Most women prisoners and their children face mental problems | Sunday Observer
Medi snips

Most women prisoners and their children face mental problems

17 October, 2021

Attention to the troubled mental status of women prisoners and their children has gained a new impetus with the Government prioritising their needs and seeking to solve their problems at all levels with instructions to all those engaged in women and child welfare to create mother –child friendly facilities in their districts without delay.

The Sunday Observer spoke to Senior Lecturer, Department of Psychiatry, University of Sri Jayewardenepura and Consultant Child and Adolescent Psychiatrist, Colombo South Teaching Hospital, Dr Yasodha Rohanachandra to share her views on this neglected subject.

Dr Rohanachandra said, “Recent local and global studies reveal that Women prisoners and their children have a higher likelihood of developing mental health problems than the general population.  According to the studies, over 50 percent of the women in prison suffer from depression and anxiety.”
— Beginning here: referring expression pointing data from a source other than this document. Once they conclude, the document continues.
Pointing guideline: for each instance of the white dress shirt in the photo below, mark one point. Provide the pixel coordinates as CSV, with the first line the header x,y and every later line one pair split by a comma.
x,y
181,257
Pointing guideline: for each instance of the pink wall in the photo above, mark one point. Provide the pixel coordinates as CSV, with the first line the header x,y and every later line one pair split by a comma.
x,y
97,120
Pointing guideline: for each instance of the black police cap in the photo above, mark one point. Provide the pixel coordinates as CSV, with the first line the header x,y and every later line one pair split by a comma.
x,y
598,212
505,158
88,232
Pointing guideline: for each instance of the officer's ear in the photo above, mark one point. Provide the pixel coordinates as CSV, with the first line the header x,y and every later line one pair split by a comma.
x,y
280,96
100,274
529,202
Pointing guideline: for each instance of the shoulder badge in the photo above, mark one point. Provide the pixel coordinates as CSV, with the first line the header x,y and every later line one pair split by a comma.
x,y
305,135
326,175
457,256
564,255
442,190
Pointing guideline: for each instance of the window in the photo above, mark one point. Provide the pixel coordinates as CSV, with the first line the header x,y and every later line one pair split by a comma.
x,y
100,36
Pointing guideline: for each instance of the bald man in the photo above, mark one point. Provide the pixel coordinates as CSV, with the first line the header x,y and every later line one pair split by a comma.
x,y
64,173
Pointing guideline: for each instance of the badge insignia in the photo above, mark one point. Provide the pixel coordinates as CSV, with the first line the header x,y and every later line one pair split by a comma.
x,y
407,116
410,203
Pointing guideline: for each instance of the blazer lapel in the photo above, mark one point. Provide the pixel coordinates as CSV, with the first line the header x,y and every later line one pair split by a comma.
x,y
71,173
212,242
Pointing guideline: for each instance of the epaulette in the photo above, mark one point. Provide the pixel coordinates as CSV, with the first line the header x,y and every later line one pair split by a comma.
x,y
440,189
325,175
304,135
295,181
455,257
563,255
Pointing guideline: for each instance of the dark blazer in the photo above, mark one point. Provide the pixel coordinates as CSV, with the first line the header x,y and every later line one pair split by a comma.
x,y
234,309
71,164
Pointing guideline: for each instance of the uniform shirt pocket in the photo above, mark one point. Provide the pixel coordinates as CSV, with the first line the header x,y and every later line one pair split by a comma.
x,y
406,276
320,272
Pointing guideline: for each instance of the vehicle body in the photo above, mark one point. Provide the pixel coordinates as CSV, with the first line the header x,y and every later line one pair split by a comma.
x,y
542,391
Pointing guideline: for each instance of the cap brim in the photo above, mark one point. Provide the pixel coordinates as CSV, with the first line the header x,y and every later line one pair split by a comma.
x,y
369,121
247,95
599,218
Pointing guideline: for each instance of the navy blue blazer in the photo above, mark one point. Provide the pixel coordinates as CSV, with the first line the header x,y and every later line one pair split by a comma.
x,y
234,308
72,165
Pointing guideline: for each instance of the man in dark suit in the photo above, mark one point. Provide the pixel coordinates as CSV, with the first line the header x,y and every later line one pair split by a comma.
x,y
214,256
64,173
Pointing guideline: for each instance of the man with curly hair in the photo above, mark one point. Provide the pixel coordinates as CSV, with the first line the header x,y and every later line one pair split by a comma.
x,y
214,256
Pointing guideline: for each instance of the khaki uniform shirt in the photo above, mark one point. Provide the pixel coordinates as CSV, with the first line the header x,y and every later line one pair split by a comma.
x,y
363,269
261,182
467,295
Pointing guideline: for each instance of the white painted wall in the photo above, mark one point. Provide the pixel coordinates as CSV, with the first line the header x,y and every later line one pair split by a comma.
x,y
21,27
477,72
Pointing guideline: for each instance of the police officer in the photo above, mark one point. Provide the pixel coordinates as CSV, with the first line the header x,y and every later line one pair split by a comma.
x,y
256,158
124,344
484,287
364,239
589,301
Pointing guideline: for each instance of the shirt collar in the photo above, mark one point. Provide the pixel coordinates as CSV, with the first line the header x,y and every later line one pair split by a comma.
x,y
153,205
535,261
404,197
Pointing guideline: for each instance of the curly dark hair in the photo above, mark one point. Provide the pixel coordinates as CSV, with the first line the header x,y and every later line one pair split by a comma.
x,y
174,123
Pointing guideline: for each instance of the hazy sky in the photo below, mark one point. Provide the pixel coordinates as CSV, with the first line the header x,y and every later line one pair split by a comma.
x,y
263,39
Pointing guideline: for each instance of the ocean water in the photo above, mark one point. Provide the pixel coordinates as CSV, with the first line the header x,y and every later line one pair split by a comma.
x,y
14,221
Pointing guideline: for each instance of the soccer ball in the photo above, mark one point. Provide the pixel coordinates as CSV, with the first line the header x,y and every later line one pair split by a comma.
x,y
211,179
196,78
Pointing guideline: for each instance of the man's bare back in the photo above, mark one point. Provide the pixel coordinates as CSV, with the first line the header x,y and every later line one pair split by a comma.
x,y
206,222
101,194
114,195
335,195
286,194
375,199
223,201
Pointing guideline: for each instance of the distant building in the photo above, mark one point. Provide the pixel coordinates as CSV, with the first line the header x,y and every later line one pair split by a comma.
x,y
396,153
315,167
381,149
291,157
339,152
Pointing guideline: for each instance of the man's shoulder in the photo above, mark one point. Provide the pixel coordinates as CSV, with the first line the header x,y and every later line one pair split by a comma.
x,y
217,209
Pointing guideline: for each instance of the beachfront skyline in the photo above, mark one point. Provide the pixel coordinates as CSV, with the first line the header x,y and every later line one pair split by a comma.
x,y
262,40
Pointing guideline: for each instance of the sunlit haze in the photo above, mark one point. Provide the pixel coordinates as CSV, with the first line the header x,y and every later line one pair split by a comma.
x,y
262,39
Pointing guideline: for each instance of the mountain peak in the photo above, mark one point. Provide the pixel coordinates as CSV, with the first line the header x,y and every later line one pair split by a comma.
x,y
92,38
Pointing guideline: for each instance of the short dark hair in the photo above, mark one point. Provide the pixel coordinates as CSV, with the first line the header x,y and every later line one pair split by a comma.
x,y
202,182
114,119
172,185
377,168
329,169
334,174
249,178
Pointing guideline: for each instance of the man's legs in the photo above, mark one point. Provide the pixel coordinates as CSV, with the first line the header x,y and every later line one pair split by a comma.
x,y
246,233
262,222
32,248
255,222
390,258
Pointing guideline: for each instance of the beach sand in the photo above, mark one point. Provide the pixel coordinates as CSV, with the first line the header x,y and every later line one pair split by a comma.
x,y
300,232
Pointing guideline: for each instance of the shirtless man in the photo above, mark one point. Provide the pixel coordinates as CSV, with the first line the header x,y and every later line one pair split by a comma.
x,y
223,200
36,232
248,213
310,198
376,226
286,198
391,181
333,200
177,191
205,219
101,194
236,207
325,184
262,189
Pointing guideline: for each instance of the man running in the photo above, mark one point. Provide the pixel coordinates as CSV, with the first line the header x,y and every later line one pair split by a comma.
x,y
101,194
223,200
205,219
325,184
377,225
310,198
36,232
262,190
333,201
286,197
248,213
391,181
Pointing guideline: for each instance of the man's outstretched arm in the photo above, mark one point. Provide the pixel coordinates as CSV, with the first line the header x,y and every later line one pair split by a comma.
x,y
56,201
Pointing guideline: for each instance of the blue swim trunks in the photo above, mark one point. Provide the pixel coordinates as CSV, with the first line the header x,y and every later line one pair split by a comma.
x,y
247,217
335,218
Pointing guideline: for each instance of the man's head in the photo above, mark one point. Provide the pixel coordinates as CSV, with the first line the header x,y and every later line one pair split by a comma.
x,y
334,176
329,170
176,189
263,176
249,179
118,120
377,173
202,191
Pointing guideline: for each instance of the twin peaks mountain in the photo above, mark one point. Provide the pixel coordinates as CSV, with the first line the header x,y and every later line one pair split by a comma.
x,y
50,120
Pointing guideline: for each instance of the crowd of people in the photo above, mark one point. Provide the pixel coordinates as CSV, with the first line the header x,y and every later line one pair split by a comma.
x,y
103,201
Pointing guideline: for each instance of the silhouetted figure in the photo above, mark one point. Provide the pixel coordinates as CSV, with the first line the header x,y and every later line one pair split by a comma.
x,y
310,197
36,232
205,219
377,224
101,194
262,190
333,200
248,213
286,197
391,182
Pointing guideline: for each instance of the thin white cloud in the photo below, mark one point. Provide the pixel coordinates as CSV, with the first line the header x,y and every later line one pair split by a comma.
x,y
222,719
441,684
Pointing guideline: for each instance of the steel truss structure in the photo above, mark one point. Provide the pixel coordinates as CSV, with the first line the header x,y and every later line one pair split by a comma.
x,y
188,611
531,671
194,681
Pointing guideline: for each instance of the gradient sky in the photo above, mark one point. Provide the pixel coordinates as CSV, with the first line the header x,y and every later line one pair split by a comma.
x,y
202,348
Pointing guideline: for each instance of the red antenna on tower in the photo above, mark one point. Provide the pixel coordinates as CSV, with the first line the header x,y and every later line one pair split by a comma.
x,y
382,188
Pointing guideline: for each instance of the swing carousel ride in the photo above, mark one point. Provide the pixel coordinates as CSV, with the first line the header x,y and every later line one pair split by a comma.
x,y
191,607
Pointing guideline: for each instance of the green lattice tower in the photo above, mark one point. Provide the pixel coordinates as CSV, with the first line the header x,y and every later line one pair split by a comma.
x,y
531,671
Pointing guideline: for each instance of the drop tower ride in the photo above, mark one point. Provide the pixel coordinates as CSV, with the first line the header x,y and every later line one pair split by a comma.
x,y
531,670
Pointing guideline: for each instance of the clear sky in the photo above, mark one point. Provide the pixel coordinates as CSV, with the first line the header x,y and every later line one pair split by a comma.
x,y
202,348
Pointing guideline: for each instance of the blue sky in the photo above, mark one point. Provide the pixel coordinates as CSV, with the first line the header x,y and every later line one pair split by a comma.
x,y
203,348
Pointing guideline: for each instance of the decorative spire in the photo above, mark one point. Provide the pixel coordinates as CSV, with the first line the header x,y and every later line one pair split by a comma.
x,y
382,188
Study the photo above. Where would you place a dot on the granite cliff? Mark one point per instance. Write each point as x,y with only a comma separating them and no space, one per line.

She said, “The majority of women in prisons have a history of negative childhood experiences such as abuse or witnessing violence. They are also more likely to have lived in poverty and be socially isolated. These factors, together with the negative experiences during arrest, separation from family and the risk of losing their children, may all contribute to higher risk of developing psychiatric disorders in women in prisons.”

When enquired by Medi snips on the physical and mental health effects of children either separated from their mothers or forced to live in a prison environment and whether a prison was a conductive environment for children, she said, “Prisons don’t provide an appropriate environment for children, as the development of children may be hindered due to the lack of stimulation within prisons. On the contrary, separation from the mother has negative psychological consequences such as attachment difficulties and increased risk of developing mental health disorders in later life.”

When asked to explain how “Mother and Baby Units” developed to address the problem, functioned and how they helped the mother and the baby, Dr Rohanachandra said, “A Mother and Baby Unit (MBU) is a specifically designed part of a women’s prison where a mother can live with her baby. In Mother and Baby Units, mothers can usually care for their children up to the age of 18 months.

The units aims at providing a supportive environment for the mother and the baby, parent training and interventions to promote healthy attachment between the mother and the child. Studies have shown that compared to mothers separated from their infants, mothers who lived with their babies in Mother and Baby Units were less likely to return to prison.”